Biofertilizers Improve Water Quality

Do you live in a residential area that has a storm pond? What is the condition of that storm pond in July and August?

Do you have a favourite lake you and your family frequently visit every summer?

Bodies of water in the prairies have rapidly started to deteriorate over the last couple of decades. Whether it's a storm pond with unsightly algae blooms, or a large lake that has to shut down recreation every July because of blue-green algae, there is a common denominator to these problems. NUTRIENT LOADING.

AdvancedAg has 2 solutions to this problem.

From North Dakota State University:

"Nutrients from manure and fertilizers enter lakes and streams through runoff and soil erosion. Generally, when soil-test nitrogen (N) and phosphorus (P) increase, greater amounts of plant-available N and P move with water. Runoff water from fields with high soil-test N and P may contain a high level of these dissolved nutrients, increasing the risk of contaminating streams, wetlands and lakes.

In addition, erosion carries fine particles of soil that are enriched with nutrients.

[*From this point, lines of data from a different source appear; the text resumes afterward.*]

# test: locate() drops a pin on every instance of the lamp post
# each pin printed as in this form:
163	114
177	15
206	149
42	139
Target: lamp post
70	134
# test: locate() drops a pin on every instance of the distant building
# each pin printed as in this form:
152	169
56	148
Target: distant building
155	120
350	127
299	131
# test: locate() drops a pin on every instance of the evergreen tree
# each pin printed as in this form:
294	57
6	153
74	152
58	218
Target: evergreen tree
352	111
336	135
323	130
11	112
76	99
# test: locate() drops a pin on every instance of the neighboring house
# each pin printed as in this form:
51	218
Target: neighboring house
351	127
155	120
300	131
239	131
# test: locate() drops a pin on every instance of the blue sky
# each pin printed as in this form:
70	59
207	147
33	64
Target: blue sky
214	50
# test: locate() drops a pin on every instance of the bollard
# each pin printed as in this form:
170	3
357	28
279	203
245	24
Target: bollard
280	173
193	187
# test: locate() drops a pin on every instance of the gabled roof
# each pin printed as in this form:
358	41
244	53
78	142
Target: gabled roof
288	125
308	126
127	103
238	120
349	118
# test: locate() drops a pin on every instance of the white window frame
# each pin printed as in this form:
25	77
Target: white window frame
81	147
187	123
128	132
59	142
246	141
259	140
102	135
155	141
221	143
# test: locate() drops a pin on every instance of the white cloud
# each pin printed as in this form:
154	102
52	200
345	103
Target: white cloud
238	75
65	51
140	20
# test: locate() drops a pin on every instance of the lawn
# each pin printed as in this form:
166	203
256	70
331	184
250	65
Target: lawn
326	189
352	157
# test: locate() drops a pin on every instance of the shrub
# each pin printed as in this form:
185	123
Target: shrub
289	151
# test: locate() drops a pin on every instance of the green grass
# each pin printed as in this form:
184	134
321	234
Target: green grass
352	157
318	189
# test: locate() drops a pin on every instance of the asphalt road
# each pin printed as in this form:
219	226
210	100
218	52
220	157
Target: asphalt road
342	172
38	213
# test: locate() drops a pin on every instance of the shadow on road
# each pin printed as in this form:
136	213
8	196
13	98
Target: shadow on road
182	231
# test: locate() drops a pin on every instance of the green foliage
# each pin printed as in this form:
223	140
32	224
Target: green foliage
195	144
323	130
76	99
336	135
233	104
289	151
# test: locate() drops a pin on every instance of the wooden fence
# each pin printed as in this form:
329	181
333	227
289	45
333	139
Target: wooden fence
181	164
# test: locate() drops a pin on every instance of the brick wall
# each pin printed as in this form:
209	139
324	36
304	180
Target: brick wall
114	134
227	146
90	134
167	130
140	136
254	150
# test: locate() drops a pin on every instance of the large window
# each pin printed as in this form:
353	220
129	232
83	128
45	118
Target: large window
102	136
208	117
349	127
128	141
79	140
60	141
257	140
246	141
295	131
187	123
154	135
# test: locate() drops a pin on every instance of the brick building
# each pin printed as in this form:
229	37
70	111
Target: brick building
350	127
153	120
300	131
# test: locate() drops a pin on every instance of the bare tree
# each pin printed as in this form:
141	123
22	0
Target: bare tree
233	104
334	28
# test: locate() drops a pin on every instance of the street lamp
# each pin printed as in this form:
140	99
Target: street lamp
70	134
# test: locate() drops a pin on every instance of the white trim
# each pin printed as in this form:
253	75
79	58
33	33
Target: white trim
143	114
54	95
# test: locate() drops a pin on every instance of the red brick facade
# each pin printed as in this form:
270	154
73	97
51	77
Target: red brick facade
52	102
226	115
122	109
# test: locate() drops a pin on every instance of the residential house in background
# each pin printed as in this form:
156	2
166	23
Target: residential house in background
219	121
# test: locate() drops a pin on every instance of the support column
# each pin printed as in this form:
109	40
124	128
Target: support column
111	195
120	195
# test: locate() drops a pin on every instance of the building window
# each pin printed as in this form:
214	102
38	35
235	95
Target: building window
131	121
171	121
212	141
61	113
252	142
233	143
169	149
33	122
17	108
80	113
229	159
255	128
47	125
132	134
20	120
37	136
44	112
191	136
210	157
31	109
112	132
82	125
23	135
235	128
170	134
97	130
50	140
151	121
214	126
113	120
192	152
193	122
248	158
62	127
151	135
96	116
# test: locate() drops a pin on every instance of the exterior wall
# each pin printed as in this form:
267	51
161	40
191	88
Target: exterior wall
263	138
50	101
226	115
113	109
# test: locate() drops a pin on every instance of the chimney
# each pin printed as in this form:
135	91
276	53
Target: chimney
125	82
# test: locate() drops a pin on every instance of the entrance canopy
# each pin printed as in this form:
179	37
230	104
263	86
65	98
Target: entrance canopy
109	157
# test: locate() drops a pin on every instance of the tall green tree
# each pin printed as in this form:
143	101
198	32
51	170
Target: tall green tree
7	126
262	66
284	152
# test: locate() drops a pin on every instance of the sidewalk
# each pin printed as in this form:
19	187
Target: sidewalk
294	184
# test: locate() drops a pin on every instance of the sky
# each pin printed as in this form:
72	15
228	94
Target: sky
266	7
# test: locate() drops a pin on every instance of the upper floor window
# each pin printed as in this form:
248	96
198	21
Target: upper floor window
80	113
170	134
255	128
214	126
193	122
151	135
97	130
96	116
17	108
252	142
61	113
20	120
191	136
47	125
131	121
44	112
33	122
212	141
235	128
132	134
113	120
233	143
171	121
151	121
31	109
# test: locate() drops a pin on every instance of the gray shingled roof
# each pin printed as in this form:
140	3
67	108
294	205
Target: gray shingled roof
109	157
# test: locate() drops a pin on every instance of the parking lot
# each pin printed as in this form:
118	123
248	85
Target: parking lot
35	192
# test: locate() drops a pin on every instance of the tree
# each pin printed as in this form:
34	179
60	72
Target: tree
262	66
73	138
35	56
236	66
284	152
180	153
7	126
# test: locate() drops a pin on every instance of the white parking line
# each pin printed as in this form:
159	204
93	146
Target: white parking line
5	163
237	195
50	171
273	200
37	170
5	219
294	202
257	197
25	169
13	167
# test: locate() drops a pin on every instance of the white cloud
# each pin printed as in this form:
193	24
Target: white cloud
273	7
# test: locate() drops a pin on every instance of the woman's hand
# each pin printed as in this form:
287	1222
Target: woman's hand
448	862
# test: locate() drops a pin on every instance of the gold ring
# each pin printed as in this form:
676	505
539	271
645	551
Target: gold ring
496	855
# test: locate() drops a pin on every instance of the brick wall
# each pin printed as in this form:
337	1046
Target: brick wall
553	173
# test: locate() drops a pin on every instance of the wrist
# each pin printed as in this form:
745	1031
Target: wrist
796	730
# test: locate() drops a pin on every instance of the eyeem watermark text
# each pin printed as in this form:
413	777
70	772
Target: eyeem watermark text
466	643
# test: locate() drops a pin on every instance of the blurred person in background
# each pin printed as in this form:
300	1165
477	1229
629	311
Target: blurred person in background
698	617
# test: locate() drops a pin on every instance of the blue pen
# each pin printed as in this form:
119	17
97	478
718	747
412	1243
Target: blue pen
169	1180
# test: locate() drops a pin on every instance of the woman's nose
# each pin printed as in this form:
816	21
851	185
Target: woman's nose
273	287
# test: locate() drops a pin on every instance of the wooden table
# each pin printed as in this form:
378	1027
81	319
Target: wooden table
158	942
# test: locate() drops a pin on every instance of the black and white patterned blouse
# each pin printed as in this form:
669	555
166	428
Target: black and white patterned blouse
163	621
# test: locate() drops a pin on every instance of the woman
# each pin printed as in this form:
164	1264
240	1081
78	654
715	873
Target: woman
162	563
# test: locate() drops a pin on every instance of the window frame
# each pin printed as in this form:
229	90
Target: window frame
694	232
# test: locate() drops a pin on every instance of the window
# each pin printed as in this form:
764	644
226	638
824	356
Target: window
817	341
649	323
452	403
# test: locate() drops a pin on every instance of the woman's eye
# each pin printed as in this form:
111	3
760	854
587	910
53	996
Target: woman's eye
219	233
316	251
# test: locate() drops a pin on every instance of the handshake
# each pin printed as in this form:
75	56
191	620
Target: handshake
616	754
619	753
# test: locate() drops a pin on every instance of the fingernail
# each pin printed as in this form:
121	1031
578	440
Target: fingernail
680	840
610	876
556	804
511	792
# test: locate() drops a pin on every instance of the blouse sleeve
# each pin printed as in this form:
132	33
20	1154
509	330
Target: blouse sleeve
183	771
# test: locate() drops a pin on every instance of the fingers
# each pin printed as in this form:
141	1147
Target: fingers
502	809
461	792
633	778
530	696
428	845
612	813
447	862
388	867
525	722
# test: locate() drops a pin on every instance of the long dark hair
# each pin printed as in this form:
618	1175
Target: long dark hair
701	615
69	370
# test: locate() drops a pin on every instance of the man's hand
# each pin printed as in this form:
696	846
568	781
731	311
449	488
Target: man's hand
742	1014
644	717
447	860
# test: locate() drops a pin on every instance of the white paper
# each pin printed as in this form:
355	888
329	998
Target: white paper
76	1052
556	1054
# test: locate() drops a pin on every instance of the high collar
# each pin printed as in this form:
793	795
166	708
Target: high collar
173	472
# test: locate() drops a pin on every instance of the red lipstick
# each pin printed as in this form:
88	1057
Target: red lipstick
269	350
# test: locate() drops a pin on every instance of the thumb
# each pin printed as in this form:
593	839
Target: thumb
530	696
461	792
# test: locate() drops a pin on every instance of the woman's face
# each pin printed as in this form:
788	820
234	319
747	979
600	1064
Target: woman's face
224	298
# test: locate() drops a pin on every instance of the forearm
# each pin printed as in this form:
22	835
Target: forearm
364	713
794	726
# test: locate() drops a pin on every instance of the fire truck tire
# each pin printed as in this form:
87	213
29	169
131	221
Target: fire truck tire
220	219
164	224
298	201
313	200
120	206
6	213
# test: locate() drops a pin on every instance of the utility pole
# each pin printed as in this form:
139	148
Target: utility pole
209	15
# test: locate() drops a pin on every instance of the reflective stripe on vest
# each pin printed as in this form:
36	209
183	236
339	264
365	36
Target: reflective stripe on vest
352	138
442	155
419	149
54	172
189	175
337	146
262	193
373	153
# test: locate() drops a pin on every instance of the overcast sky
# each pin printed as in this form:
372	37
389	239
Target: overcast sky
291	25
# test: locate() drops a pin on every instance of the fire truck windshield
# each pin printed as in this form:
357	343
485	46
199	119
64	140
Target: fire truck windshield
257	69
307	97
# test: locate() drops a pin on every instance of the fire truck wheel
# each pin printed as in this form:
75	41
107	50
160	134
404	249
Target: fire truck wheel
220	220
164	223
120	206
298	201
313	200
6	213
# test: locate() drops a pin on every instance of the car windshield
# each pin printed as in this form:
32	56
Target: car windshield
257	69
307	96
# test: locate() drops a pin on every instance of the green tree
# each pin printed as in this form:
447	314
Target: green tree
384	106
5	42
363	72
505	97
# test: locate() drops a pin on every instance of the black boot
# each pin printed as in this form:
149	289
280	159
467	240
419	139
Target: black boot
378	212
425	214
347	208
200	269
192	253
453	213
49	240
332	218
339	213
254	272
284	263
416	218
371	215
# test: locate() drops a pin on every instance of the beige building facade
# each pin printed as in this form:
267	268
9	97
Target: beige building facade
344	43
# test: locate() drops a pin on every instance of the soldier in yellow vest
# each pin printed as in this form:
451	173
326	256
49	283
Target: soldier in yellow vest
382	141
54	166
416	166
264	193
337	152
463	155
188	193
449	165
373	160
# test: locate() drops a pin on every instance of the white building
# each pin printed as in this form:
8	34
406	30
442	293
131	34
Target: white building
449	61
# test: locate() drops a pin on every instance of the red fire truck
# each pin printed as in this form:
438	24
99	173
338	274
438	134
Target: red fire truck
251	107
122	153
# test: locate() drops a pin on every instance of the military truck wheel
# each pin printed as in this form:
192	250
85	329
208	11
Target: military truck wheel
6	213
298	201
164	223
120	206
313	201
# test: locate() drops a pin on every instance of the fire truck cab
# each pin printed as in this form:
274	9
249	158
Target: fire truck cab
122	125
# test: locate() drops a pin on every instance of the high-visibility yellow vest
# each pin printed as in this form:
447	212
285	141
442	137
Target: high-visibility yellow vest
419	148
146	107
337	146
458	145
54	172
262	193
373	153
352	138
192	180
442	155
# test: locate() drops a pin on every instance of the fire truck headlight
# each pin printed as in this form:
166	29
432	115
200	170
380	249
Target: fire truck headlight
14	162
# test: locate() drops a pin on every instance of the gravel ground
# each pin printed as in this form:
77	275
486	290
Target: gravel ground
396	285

Eroded soil particles with attached nutrients will accumulate as sediment in water resources and serve as a source of available nutrients during long periods of time.

Oxygen Depletion

When manure or commercial fertilizers enter surface water, the nutrients they release stimulate microorganism growth. The growth and reproduction of microorganisms reduce the dissolved oxygen content of the water body.

Without sufficient dissolved oxygen in surface water, fish and other aquatic species suffocate. The resulting dead fish and other aquatic species degrade the water quality and cause unpleasant odours.